Les membres de l'association des maîtres d'hôtel d'Alsace ont, entre autres, pour ambition de faire partager leur passion pour leur métier, notamment auprès des jeunes qui envisagent d'intégrer le secteur de l'hôtellerie-restauration. L'association fut créée en 1981 ; j'ai l'honneur d'en être le président depuis 1999. Depuis plus de dix ans, nous avons été forcés de constater que le secteur de l'hôtellerie-restauration a beaucoup évolué. De manière générale dans le bon sens, mais des problèmes majeurs restent encore à résoudre.
La formation en alternance suivie par les jeunes, connaît un certain revirement de situation. Depuis vingt ans, on constate en effet que beaucoup de jeunes diplômés n'exercent pas, par la suite, une profession dans le secteur de l'hôtellerie-restauration, telle que serveur, cuisinier ou sommelier. Ils ont plutôt tendance à se diriger vers des secteurs d'activités avoisinants la restauration. Ainsi les jeunes diplômés s'orientent vers la distribution et la vente ou bien encore deviennent courtier en vin au lieu d'occuper une fonction de sommelier.

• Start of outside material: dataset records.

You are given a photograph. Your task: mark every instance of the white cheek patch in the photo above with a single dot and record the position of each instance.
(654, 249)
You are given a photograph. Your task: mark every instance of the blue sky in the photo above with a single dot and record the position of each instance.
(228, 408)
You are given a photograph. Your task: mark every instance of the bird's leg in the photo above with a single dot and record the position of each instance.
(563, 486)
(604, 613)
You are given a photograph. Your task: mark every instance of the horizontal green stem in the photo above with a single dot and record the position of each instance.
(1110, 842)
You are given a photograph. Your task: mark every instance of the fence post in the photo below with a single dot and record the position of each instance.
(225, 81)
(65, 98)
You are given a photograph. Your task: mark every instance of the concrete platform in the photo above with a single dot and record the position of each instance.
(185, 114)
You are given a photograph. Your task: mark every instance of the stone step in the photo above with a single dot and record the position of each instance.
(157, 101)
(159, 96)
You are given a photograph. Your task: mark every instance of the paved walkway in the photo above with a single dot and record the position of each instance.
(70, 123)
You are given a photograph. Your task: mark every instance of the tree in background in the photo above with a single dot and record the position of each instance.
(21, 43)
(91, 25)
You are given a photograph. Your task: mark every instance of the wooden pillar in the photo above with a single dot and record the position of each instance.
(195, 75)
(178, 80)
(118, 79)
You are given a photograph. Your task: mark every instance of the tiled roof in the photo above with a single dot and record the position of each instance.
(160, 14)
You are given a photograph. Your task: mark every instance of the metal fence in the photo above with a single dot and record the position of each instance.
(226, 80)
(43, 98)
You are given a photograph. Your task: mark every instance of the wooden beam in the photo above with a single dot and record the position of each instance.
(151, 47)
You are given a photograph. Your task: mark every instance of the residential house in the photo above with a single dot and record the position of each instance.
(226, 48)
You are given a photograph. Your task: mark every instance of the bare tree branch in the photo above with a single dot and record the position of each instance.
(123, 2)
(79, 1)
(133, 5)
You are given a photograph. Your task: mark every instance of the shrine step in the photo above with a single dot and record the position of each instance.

Pour les formateurs qui s'investissement pleinement auprès de ces jeunes, dans le cadre d'une formation en alternance, c'est une réelle frustration. D'autant plus que le secteur de l'hôtellerie-restauration manque cruellement de main d'uvre qualifiée. Il semblerait que ce phénomène soit étroitement lié à la pénibilité du travail mais également aux horaires de travail contraignants et au rythme soutenu qu'impose la profession. Il est vrai que les métiers de notre secteur d'activité s'accordent mal avec une vie de famille traditionnelle avec des d'enfants. Et pourtant, les salaires peuvent être intéressants, souvent enrichis de pourboires généreux.
Nous avons conscience que ce phénomène est difficilement changeable. Mais avant que nos instances dirigeantes n'ouvrent nos frontières aux futurs salariés des pays de l'Est, en vue de faire face à la pénurie de candidats dans le secteur, ne serait-il pas préférable de mettre en place des mesures pour limiter notre taux de chômage, qui reste encore très élevé ? Certains établissements de restauration proposent à leurs salariés, par exemple, d'effectuer des journées continues et sans coupure. Mais cela ne résout pas le problème des personnes qui, dans ce cadre, ne travailleront qu'à mi-temps ou seront obligées de cumuler deux emplois pour faire face au coût de la vie qui ne cesse d'accroitre.
Notre profession comporte beaucoup d'avantages et d'agréables moments de reconnaissance intenses. Le goût pour la bonne cuisine, le contact chaleureux avec les clients, la satisfaction d'un service bien organisé, le plaisir d'offrir un moment de détente et de bien-être à nos hôtes, tout ceci doit faire l'objet d'arguments à promouvoir auprès de nos jeunes pour les faire rester à nos côtés et perpétuer la tradition de notre profession d'hôtelier ou de restaurateur dans les meilleures conditions.